El Peregrino lo observó con detenimiento, luego de un mutis, preguntó:

-¿Cuántos sois?

-Ahora, en éste preciso momento se encuentran fuera, once.

-Con vos, sois doce.

-Sí – afirmó Jafén.

Juan meditó un momento, no estaba seguro de lo que iba a decir, pero al final se animó y arremetió al samaritano:

-Decidme Jafén – hizo una pausa y luego continuó - ¿Sois de este tiempo?

Jafén sorprendido expresó:

-Sí. Lo soy…pero…

-No, no sigas Jafén, tengo una impresión acentuada que conocéis la historia.

-La que vos habéis contado en ocasión de tu defensa.

-La misma – hizo un movimiento con las manos a fin que Jafén se le acercara – Jafén…os digo que aborrezco la mentira y vos…me mentís. Yo no soy Aquel. No repito la historia en este tiempo. Soy el que soy. Tengo otra historia que enfrentar, totalmente distinta a la que vos conocéis. No imitaré a Aquel porque no soy Aquel, soy Juan el Peregrino, que trata de hablar de su propia verdad.

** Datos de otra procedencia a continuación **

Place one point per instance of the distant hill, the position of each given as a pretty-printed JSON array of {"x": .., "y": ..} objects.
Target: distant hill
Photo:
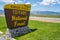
[
  {"x": 1, "y": 12},
  {"x": 45, "y": 12}
]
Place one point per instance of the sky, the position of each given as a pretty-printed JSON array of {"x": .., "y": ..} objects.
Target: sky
[{"x": 36, "y": 5}]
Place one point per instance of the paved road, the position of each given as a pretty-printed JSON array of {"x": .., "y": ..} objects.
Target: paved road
[{"x": 46, "y": 19}]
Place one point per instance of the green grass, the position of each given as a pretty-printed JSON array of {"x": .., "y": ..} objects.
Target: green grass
[{"x": 44, "y": 30}]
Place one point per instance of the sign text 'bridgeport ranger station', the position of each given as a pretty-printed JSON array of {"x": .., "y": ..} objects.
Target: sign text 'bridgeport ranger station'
[{"x": 17, "y": 15}]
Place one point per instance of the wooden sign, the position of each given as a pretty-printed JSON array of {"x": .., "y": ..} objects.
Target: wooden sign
[{"x": 17, "y": 15}]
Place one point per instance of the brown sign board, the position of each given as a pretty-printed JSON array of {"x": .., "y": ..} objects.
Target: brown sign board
[{"x": 17, "y": 15}]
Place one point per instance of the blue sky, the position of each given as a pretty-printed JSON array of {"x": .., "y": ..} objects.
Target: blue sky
[{"x": 36, "y": 5}]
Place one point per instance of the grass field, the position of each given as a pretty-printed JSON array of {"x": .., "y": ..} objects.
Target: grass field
[
  {"x": 45, "y": 15},
  {"x": 40, "y": 30}
]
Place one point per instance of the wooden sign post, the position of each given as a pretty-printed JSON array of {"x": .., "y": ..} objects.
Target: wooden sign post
[{"x": 17, "y": 16}]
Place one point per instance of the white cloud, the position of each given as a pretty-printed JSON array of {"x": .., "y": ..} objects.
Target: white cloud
[
  {"x": 11, "y": 1},
  {"x": 49, "y": 2}
]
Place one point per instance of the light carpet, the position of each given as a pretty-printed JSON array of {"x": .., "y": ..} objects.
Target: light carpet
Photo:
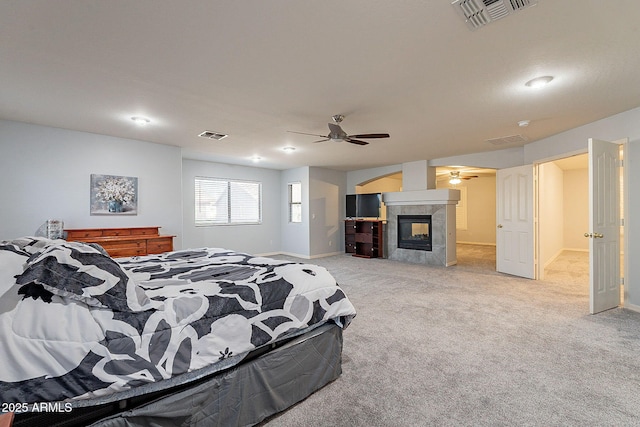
[{"x": 467, "y": 346}]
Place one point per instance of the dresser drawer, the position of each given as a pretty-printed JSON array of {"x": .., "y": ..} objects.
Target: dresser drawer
[
  {"x": 82, "y": 234},
  {"x": 144, "y": 231},
  {"x": 126, "y": 252},
  {"x": 117, "y": 232},
  {"x": 159, "y": 245}
]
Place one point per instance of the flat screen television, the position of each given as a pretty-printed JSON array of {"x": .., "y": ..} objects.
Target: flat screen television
[
  {"x": 351, "y": 206},
  {"x": 363, "y": 205}
]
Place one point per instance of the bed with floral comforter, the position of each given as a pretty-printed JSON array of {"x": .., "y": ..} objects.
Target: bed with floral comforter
[{"x": 77, "y": 325}]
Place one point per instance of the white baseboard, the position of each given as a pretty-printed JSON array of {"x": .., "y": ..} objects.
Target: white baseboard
[
  {"x": 631, "y": 307},
  {"x": 476, "y": 243}
]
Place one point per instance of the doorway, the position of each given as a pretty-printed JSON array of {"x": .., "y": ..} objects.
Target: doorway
[{"x": 563, "y": 218}]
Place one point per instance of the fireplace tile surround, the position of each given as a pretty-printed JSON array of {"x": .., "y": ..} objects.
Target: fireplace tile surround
[{"x": 441, "y": 205}]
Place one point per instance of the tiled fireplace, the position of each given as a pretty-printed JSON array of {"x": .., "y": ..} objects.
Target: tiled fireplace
[{"x": 437, "y": 205}]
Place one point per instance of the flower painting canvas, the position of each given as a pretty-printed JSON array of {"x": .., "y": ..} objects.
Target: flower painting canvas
[{"x": 114, "y": 195}]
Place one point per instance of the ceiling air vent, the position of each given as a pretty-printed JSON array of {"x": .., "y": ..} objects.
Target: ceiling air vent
[
  {"x": 212, "y": 135},
  {"x": 512, "y": 139},
  {"x": 478, "y": 13}
]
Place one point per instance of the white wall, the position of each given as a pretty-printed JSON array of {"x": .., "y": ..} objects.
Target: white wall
[
  {"x": 327, "y": 189},
  {"x": 386, "y": 184},
  {"x": 632, "y": 222},
  {"x": 46, "y": 174},
  {"x": 550, "y": 212},
  {"x": 576, "y": 209},
  {"x": 256, "y": 239}
]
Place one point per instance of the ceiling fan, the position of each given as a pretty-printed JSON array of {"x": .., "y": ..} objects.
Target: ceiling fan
[{"x": 337, "y": 134}]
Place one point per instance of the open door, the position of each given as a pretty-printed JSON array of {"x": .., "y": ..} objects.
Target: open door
[
  {"x": 604, "y": 223},
  {"x": 515, "y": 221}
]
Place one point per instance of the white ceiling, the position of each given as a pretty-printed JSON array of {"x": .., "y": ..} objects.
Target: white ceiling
[{"x": 256, "y": 69}]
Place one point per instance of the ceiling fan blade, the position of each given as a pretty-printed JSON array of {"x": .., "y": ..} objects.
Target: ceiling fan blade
[
  {"x": 370, "y": 135},
  {"x": 304, "y": 133},
  {"x": 334, "y": 128},
  {"x": 355, "y": 141}
]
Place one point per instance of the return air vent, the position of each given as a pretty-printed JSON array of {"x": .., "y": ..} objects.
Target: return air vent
[
  {"x": 512, "y": 139},
  {"x": 478, "y": 13},
  {"x": 212, "y": 135}
]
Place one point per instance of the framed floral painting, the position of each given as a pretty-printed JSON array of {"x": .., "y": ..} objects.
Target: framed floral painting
[{"x": 114, "y": 195}]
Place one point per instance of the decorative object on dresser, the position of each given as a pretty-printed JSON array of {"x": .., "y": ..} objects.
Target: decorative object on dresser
[
  {"x": 364, "y": 238},
  {"x": 124, "y": 242}
]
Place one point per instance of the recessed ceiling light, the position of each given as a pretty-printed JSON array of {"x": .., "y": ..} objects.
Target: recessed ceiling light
[
  {"x": 140, "y": 120},
  {"x": 539, "y": 81}
]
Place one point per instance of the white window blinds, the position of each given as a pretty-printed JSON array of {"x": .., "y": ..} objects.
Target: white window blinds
[{"x": 219, "y": 201}]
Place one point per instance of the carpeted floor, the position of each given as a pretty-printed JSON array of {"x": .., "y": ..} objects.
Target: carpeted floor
[{"x": 467, "y": 346}]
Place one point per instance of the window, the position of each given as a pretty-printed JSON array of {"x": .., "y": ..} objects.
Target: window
[
  {"x": 220, "y": 201},
  {"x": 295, "y": 202}
]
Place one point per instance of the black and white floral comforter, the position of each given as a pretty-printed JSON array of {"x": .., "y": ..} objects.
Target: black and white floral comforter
[{"x": 76, "y": 324}]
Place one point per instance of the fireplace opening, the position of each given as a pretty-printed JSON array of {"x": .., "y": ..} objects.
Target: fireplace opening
[{"x": 414, "y": 232}]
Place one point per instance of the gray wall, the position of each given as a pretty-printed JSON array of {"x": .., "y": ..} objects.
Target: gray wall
[
  {"x": 327, "y": 189},
  {"x": 46, "y": 173},
  {"x": 295, "y": 236}
]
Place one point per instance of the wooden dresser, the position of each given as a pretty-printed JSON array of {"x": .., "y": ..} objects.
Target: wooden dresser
[{"x": 124, "y": 242}]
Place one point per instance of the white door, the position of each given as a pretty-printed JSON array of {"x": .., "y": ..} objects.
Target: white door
[
  {"x": 515, "y": 221},
  {"x": 604, "y": 223}
]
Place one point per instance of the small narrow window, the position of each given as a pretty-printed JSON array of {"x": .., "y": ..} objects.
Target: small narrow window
[{"x": 295, "y": 202}]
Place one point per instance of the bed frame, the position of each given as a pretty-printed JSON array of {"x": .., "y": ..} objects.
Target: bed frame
[{"x": 244, "y": 395}]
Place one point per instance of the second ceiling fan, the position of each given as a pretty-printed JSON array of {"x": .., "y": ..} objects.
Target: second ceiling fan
[{"x": 337, "y": 134}]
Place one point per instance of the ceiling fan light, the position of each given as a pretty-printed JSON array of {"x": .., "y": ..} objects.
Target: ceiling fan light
[
  {"x": 140, "y": 120},
  {"x": 539, "y": 82}
]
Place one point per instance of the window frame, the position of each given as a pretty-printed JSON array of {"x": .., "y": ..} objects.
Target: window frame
[
  {"x": 229, "y": 202},
  {"x": 292, "y": 203}
]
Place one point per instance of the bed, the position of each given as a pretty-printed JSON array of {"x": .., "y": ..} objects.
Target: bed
[{"x": 204, "y": 336}]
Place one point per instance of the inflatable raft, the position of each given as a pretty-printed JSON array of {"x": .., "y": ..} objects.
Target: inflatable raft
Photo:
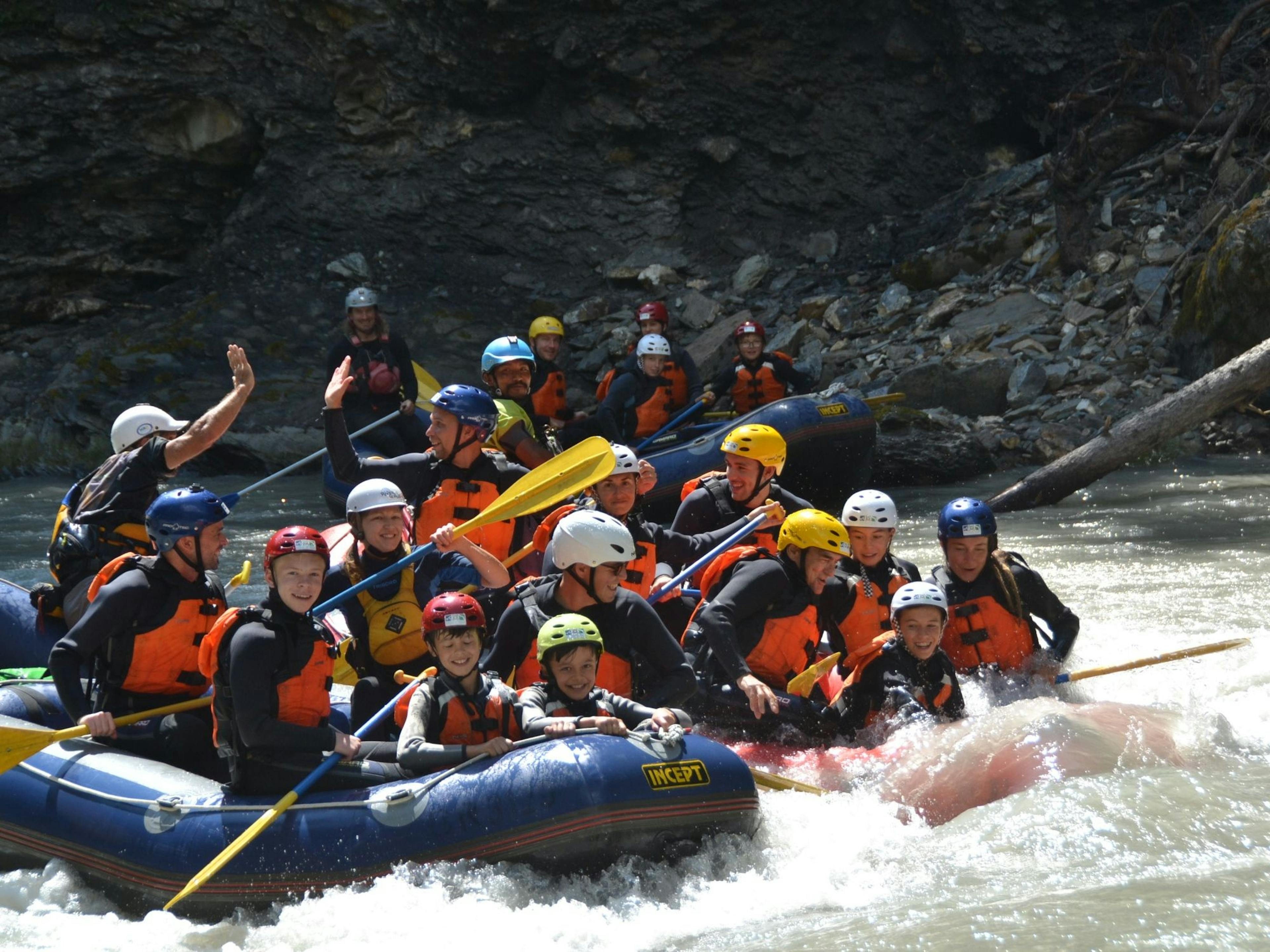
[
  {"x": 139, "y": 831},
  {"x": 831, "y": 447}
]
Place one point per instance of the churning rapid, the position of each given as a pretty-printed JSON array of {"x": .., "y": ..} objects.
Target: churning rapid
[{"x": 1143, "y": 829}]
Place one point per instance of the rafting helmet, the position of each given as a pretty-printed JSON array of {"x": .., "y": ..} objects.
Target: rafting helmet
[
  {"x": 452, "y": 611},
  {"x": 870, "y": 509},
  {"x": 653, "y": 311},
  {"x": 967, "y": 518},
  {"x": 502, "y": 351},
  {"x": 812, "y": 529},
  {"x": 182, "y": 513},
  {"x": 591, "y": 539},
  {"x": 568, "y": 631},
  {"x": 545, "y": 325},
  {"x": 139, "y": 422},
  {"x": 361, "y": 298},
  {"x": 919, "y": 593},
  {"x": 291, "y": 540},
  {"x": 653, "y": 346},
  {"x": 472, "y": 405},
  {"x": 756, "y": 441}
]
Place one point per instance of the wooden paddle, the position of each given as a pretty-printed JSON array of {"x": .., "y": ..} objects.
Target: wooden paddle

Jafén no pudo pronunciar palabra, su rostro se volvió mustio y no pudo contener lágrimas en sus ojos.

El Peregrino prosiguió:

-Si queréis permaneceros a mi lado, deberéis entenderos cual es mi posición en materia religiosa. Oíd bien Jafén lo que os acabo de deciros. Sí estáis conmigo, deberéis aseguraos que el que os habla está con la verdad.

-Estoy con vos y me avergüenzo de haberos mentido.

-No  volváis a repetiros ¡jamás! – sentenció.

Estrella que hasta ese momento había permanecido en silencio, atenta al diálogo entre el Peregrino y Jafén, dirigiéndose a Juan preguntó:

-¿Volveréis al lago Tiberiades?

-Claro que sí – manifestó el Peregrino – no he de  menguarme ante esos hipócritas.

-Os matarán. Os lo suplico no lo intentéis.

-Estrella – expresó con algo de dulzura, poco frecuente en él – debo advertir a estos crédulos que la verdad triunfa sobre la mentira.

-Acaso ¿Sabéis quien tiene la verdad?

-Sí, lo sé. Me será revelada.

-Entonces no iréis hasta que os revele la Palabra.

-Debo obedeceros a Aquel que me la revelará. 

-Pues –ya borde de la histeria exclamó – Quedaos aquí, junto a mi y a los doce.

-Oídle Peregrino el sabio consejo que os ha dado.

-No depende de mí, ya os lo he dicho.

Y el Peregrino regresó al Mar de Galilea dos lunas nuevas después que Estrella le rogara que no viajara.